昨日の曾野綾子「正論」のインパクトが薄れないままに、本日の産経抄はそれに便乗して怪電波発信中でございます。

産経抄】1月10日
http://sankei.jp.msn.com/life/welfare/080110/wlf0801100342000-n1.htm

 どこまで恵まれれば気が済むのか。きのうの小紙「正論」欄で、曽野綾子さんが、日本人に活を入れている。お正月気分から抜けきれない小欄も、頭から冷水をかけられた思いで受け止めた。
 ▼広く世界を見渡せば、われわれはあらゆる面で恵まれている。それに感謝するどころか、少しでも欠落した部分が見つかると、許せなくなる。確かに曽野さんが「引き算型」と呼ぶ人が最近とみに増えてきた。
 ▼医療現場でも、「引き算型」患者の存在が問題になっている。医師側に問題がある場合もあるが、適正な治療に対しても、執拗(しつよう)にクレームをつける。自分の思いこみにすぎないのに、事故と決めつけて訴訟を起こす、なかには、自己負担分の医療費を支払わない患者までいる。
 ▼もちろん、現在の「医療崩壊」をもたらしたのは、厚生労働省の失政だ。もともと不足している勤務医が、疲れ果てて現場から逃げ出しつつある。『中央公論』1月号に掲載された若手医師の座談会を読むと、事態はより深刻だ。米大統領選で勢いを取り戻した、民主党ヒラリー・クリントン上院議員が仮に大統領の座につけば、相当数の日本人医師が米国へ流出するという。
 ▼議員の持論である皆保険制度を導入すれば、4000万人もの患者が新しく生まれ、大変な医師不足になるからだ。若手医師は言い切る。これまでの医療水準を保つことは何をやっても無理。「何を我慢するか」について国民が合意するしかない、と。
 ▼いや、国民の多くは、実は「足るを知る」ことの大切さに気づいている。きのうの「朝の詩」の作者、浅沼けい子さんが、本当の豊かさとは何かと問いかけて、こう結んでいるではないか。「その答えを本当は 誰もが知っている」

さすが産経抄。あの独善の極みともいえる曾野綾子「正論」を盛大に褒め称え、そしてなぜか医療崩壊問題へつなげ、最後の〆は「その答えを本当は 誰もが知っている」。どういう脈略か、書いている本人以外さっぱりわからないといういつもの産経抄ぶりを発揮しているのだが、それにしても「医療崩壊」に対して「国民が何を我慢するか合意するしかない」のが、「本当の豊かさ」について「その答えは誰もが知っている」にどうつながるのか、皆目見当がつかない。「医療崩壊がなんだ、(発展途上国なんて医療設備自体が整ってないんだ)現状が恵まれすぎているんだから我慢しろ」ってことをいいたいのだろうか。つまり産経抄曽野綾子も「欲シガリマセン、勝ツマデハ」のロジックで物事を語っているに過ぎない。どんな不平不満にも「遠くで死線をさまよっていらっしゃる兵隊さんを思えばそんな贅沢、我慢できる」というアレである。戦中の小国民世代が発する右派的言論の浮薄さには耐え難いものがあるが、あれも戦中派と呼ばれる従軍経験者が味わった悲惨さとは無縁なところにおかれたが故の無邪気な憧れと「間に合わなかった」ことからくるアイデンティティの欠損感と無意識にそれを補填しようとして生じるルサンチマンが渾然一体となっているからだと思うのだが(70過ぎの軍国少女か。死蝋以外の何者でもないな)、それはさておき、そもそもこの「医療崩壊を訴える座談会」で「若手医師は言い切る。これまでの医療水準を保つことは何をやっても無理。

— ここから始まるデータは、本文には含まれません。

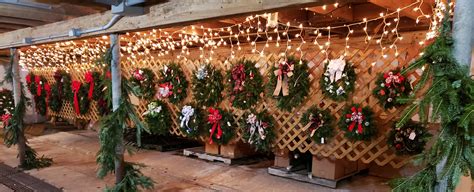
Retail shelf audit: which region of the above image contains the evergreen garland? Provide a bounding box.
[267,56,310,111]
[227,60,264,109]
[301,105,335,144]
[192,64,224,106]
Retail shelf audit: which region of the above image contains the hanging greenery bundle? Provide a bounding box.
[301,106,335,144]
[373,69,412,109]
[320,56,356,101]
[178,104,205,139]
[267,56,310,111]
[192,64,224,106]
[227,60,264,109]
[129,68,156,100]
[339,104,377,141]
[143,100,172,135]
[158,63,188,104]
[207,107,238,145]
[240,111,276,152]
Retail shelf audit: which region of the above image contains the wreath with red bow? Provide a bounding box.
[157,63,188,104]
[387,121,431,155]
[301,106,335,144]
[129,68,156,100]
[227,60,264,109]
[207,107,238,145]
[339,104,377,141]
[267,56,310,111]
[373,69,412,109]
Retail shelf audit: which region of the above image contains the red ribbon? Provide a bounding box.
[72,81,81,115]
[85,71,94,99]
[207,107,222,144]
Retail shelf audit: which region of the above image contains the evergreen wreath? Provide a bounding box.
[227,60,264,109]
[158,63,188,104]
[192,64,224,106]
[178,104,205,139]
[301,106,335,144]
[267,56,310,111]
[320,56,357,101]
[373,69,412,109]
[387,121,431,155]
[240,111,276,152]
[339,104,377,141]
[142,100,172,135]
[207,107,238,145]
[129,68,156,100]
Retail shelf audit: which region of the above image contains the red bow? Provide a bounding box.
[346,107,365,133]
[85,71,94,99]
[71,81,81,115]
[207,107,222,144]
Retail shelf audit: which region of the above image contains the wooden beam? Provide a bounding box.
[0,0,336,49]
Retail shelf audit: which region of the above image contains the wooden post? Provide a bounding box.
[10,48,26,166]
[110,34,125,183]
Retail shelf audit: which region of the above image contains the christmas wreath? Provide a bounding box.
[227,60,263,109]
[240,111,275,152]
[192,64,224,106]
[158,63,188,104]
[373,69,412,109]
[129,68,156,100]
[339,104,376,141]
[143,100,171,135]
[387,121,431,155]
[268,56,310,111]
[301,106,334,144]
[0,89,15,115]
[207,107,238,145]
[178,104,203,139]
[320,56,356,101]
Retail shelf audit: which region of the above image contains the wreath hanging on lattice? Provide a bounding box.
[387,121,431,155]
[157,63,188,104]
[227,59,264,109]
[240,111,276,152]
[207,107,238,145]
[339,104,377,141]
[320,56,357,101]
[142,100,172,135]
[192,64,224,106]
[373,69,412,109]
[301,106,335,144]
[129,68,156,100]
[178,104,205,139]
[267,56,310,111]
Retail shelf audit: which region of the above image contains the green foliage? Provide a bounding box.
[227,60,264,109]
[301,106,335,144]
[192,64,224,106]
[267,56,310,111]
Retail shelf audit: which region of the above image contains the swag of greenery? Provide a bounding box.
[391,17,474,192]
[240,111,276,152]
[301,106,335,144]
[192,64,224,106]
[158,63,188,104]
[227,60,264,109]
[267,56,310,111]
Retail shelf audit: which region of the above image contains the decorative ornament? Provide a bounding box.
[207,107,238,145]
[227,60,263,109]
[142,100,172,135]
[267,56,310,111]
[192,64,224,107]
[340,104,376,141]
[301,106,335,144]
[373,69,412,109]
[320,56,356,101]
[240,111,275,152]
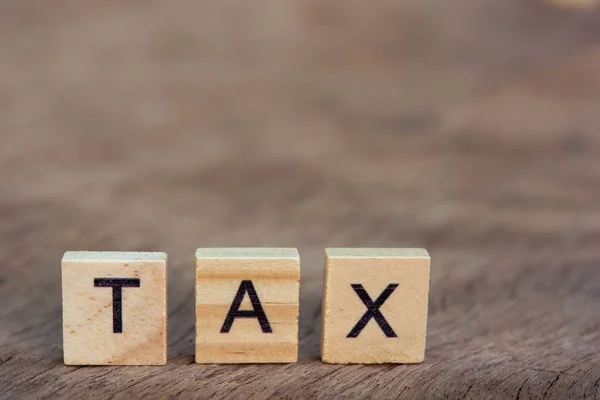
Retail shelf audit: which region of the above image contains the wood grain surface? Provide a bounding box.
[0,0,600,399]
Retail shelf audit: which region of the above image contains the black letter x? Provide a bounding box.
[346,283,398,338]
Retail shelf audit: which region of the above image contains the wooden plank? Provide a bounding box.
[196,248,300,364]
[321,248,431,364]
[62,251,167,365]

『何を我慢するか』について国民が合意するしかない」というのは、抜本的な医療改革を施した上で「何をやっても無理」なのか、「現状のまま」では「何をやっても無理」なのかでまったく違う話になってくる。原典にあたってないのでなんともいえないが、このあたりの話はどういうニュアンスで入っているのかとても気になるところである。なにせ我田引水の牽強付会を社訓としてる(嘘)産経新聞のことなので、どういうトンデモ理解力を駆使しているのかわかったものではないし。(時間がないので今はこのくらいで。後から追記します)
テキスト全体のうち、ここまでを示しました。